I can easily imagine how this project sunsetting, even though there is a clear alternative and successor, could be a nightmare to a lot of people. It's not the end of the world, but it's definitely unfortunate
https://www.cooperativepatentclassification.org/Archive.html
Phantomjs was generally great for that type of rendering
IPC can be downloaded from the link below. I needed the Valid Symbol List. Looks like they fixed the encoded JSON that was there when they first put out the new format.
http://www.wipo.int/classifications/ipc/en/ITsupport/Version...
Though I could be wrong but it didn't seem like an equivalent to headless chrome or firefox.
- Removing one whitespace and adding an unnecessary file https://github.com/ariya/phantomjs/commit/98272b9752b2d505f7...
- Conflicted files https://github.com/ariya/phantomjs/commit/63a69d9e2e9c31baab...
- Personal build env https://github.com/ariya/phantomjs/commit/d57ff74f36c5b79d82...
- Deleted the whole project while changing cloud provider https://github.com/ariya/phantomjs/commit/a242fb8d605d9aa4af...
- then re-adding the whole project again https://github.com/ariya/phantomjs/commit/ddaaa09785d453e415...
and other weird/careless commits
Are such incidences common in other open source software too, or does this one seem a rare case?

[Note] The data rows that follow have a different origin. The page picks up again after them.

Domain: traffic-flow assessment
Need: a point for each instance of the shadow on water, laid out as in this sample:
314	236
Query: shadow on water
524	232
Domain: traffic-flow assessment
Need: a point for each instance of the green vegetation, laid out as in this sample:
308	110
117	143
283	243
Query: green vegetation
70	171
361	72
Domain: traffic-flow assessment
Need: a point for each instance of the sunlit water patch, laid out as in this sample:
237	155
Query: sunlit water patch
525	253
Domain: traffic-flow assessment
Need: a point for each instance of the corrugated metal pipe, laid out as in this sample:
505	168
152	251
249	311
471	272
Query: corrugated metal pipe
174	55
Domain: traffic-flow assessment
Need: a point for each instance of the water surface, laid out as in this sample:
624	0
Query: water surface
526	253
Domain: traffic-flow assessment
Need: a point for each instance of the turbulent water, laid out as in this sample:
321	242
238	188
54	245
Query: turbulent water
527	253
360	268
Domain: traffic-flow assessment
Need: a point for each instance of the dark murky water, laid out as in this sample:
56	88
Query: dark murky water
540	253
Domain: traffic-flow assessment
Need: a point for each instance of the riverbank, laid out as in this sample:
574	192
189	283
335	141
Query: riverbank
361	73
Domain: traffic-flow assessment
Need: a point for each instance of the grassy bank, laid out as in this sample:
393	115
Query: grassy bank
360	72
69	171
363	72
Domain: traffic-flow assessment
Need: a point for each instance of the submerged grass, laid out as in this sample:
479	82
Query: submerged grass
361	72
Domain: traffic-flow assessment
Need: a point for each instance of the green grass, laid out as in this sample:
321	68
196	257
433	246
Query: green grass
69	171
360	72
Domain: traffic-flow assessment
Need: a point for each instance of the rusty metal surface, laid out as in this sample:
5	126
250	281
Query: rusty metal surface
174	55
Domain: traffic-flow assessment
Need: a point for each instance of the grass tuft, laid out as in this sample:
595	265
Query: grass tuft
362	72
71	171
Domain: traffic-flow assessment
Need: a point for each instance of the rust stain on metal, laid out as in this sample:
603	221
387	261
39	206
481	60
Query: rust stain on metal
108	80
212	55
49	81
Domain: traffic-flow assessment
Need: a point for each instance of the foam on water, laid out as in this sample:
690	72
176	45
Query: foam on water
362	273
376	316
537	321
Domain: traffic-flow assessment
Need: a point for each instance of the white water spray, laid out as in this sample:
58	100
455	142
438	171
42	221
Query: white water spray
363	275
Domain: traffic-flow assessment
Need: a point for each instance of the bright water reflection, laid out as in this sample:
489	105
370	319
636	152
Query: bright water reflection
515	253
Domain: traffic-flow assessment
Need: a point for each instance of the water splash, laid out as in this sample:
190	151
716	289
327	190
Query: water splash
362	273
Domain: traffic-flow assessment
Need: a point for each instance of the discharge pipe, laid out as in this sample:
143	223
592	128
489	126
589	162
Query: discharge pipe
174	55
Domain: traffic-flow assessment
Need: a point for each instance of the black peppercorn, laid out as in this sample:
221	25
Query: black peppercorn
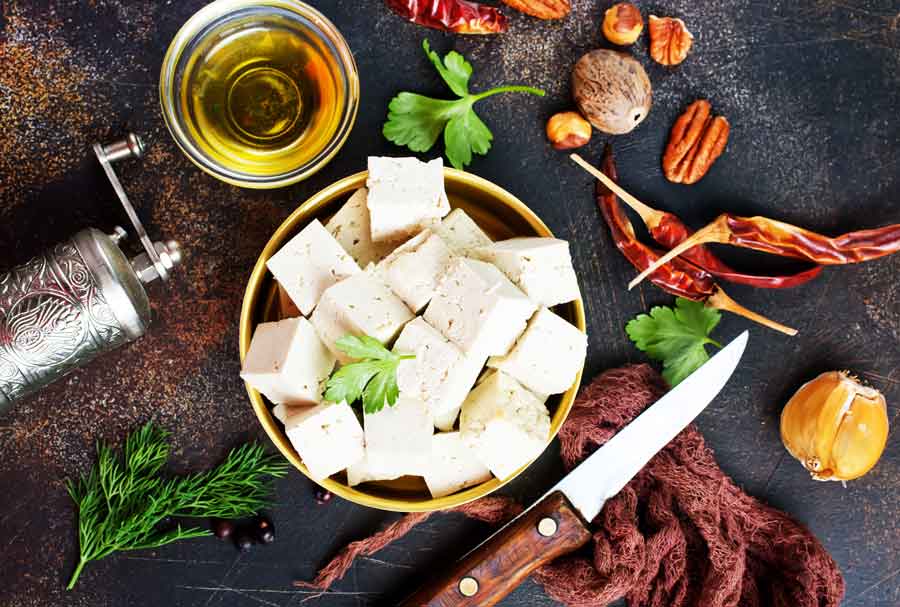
222	528
323	496
264	530
243	541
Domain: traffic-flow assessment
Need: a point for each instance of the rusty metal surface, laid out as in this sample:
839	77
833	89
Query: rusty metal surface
810	89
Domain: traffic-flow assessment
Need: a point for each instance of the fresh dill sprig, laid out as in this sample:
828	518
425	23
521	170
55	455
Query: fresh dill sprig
123	501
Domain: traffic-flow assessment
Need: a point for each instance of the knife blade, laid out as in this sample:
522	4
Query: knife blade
558	523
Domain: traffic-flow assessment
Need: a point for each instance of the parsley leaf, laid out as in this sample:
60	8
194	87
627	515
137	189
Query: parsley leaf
416	121
676	336
373	378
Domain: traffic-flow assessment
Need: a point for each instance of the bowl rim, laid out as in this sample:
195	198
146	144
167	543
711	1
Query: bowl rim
253	295
221	9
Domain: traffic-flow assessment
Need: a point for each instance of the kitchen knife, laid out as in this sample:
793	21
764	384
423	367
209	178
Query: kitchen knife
558	523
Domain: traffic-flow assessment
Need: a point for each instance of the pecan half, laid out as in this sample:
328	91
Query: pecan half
696	141
542	9
669	40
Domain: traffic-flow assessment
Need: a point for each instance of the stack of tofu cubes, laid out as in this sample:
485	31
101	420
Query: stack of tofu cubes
396	264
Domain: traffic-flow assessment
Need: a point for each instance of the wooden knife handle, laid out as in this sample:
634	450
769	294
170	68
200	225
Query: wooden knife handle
482	578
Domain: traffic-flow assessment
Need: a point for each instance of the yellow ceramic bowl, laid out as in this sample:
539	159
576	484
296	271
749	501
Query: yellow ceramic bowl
502	216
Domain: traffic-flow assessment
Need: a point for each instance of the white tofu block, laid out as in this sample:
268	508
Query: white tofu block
398	438
309	263
359	305
405	196
453	466
541	267
398	443
288	362
440	374
350	227
462	377
478	308
506	425
286	306
547	356
327	437
461	234
415	268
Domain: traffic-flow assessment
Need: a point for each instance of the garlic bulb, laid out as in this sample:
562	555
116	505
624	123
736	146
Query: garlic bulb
836	427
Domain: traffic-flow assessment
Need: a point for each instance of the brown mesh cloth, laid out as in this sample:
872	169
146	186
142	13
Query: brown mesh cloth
681	534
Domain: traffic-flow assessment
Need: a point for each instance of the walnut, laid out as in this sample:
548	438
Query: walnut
696	141
612	91
567	130
623	24
669	40
542	9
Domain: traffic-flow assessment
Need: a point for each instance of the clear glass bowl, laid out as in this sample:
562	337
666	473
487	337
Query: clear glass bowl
182	70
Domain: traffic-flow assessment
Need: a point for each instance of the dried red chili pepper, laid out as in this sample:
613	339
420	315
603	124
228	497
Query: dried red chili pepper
678	277
669	231
786	240
460	16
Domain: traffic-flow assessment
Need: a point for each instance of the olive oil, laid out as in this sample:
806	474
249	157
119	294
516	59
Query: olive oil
262	94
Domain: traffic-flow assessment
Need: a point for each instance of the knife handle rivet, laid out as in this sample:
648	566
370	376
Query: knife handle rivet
468	586
547	526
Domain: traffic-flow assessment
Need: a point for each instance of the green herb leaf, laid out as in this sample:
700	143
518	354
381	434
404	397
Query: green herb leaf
455	70
372	379
676	336
363	347
123	501
416	121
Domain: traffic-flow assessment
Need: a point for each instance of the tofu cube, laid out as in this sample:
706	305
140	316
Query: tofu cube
327	437
547	356
286	306
398	438
506	425
309	263
478	308
415	268
440	375
288	362
350	227
405	196
541	267
360	305
453	466
461	234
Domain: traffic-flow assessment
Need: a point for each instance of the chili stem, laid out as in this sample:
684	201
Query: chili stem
721	301
649	215
717	231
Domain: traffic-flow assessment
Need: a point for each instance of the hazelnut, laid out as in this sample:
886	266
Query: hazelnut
567	130
669	40
623	24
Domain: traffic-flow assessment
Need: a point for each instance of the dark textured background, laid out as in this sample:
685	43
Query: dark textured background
812	93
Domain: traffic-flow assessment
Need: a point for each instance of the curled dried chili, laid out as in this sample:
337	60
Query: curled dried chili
460	16
669	231
786	240
678	276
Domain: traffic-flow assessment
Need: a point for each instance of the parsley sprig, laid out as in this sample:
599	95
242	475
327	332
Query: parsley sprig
373	378
124	501
417	121
676	336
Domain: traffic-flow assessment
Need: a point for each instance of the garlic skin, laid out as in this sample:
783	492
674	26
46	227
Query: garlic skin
836	427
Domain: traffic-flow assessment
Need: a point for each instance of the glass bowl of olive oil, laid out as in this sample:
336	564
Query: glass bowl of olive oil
259	93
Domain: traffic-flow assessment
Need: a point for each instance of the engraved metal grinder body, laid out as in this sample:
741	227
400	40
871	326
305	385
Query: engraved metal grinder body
78	299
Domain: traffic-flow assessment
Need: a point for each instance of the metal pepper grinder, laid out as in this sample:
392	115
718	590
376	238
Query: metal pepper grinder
80	298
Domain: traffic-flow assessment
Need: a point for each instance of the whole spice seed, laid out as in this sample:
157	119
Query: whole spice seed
680	277
460	16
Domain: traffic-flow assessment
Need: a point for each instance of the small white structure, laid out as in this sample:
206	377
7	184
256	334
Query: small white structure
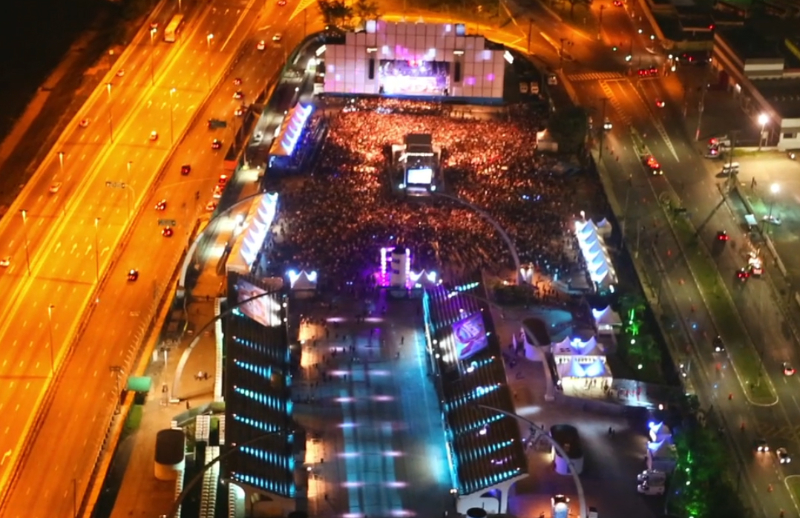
594	251
607	321
662	455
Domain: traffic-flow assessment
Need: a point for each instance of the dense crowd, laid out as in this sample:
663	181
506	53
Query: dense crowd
337	219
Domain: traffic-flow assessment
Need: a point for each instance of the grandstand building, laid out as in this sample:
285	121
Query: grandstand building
258	407
485	452
415	59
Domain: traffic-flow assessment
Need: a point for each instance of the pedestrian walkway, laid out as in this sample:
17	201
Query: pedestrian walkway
596	76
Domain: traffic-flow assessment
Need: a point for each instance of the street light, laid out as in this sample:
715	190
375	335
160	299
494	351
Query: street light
52	343
110	120
208	46
763	119
152	51
774	189
96	250
25	231
171	134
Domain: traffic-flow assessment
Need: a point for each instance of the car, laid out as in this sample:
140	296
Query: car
653	165
649	489
742	274
783	456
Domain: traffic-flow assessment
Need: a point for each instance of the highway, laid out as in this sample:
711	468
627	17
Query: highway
64	238
688	177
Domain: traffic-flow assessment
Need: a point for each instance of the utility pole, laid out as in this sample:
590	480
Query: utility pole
603	100
701	106
600	23
561	54
116	369
530	32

It must be particularly difficult when your Groovy-as-a-string script itself has many strings in its code, which is what a typical Apache Groovy build script for Gradle looks like.
Not the grandfather, but generally in browsers you have two versions of HTML "source" - the canonical source, the stuff pulled down over HTTP, and the repaired source, the version that actually gets rendered.
I'm unfamiliar with Nokogiri, but I suspect that from context, it doesn't repair HTML in the same way that browsers do.
That is both true and false. Because the JS can introduce dynamic content, the source returned by the HTTP response often doesn't match the source that is rendered by the browser itself. In many cases, a site will return a skeleton (just HTML) and then make an Ajax request to populate it. In my case, it was just the skeleton HTML with a few hundred lines of JS plus a long string of JSON
As far as I am aware, Nokogiri isn't capable of that and even if it is, I was unaware of that library at the time I wrote the Phantom solution (only discovered it last Summer but have yet to use it for anything)
>In 2017, they switched to a system that loads in the data from JSON stored in Javascript in the HTML
The post replied to claims that Nokogiri doesn't see this however so I'm puzzled.
That's also the reason while you had to "pre-render" you javascript web apps for SEO purposes until google bot got the ability to execute javascript.
I've never seen "View Page Source" or "Show Page Source" be the current DOM representation. It's always the HTML what came over the wire, the same you'll get from curl (unless the server is going user agent shenanigans, which I think we can agree is out of scope here).
If you're talking about the page after Javascript is ran, the only way you're seeing that is by opening the dev tools and looking in the 'Elements' or 'Inspector' panel.
I just checked in Safari, Chrome, and Firefox and found this to be true in all of them. The distinction between the View Source and DOM Inspector is very clear.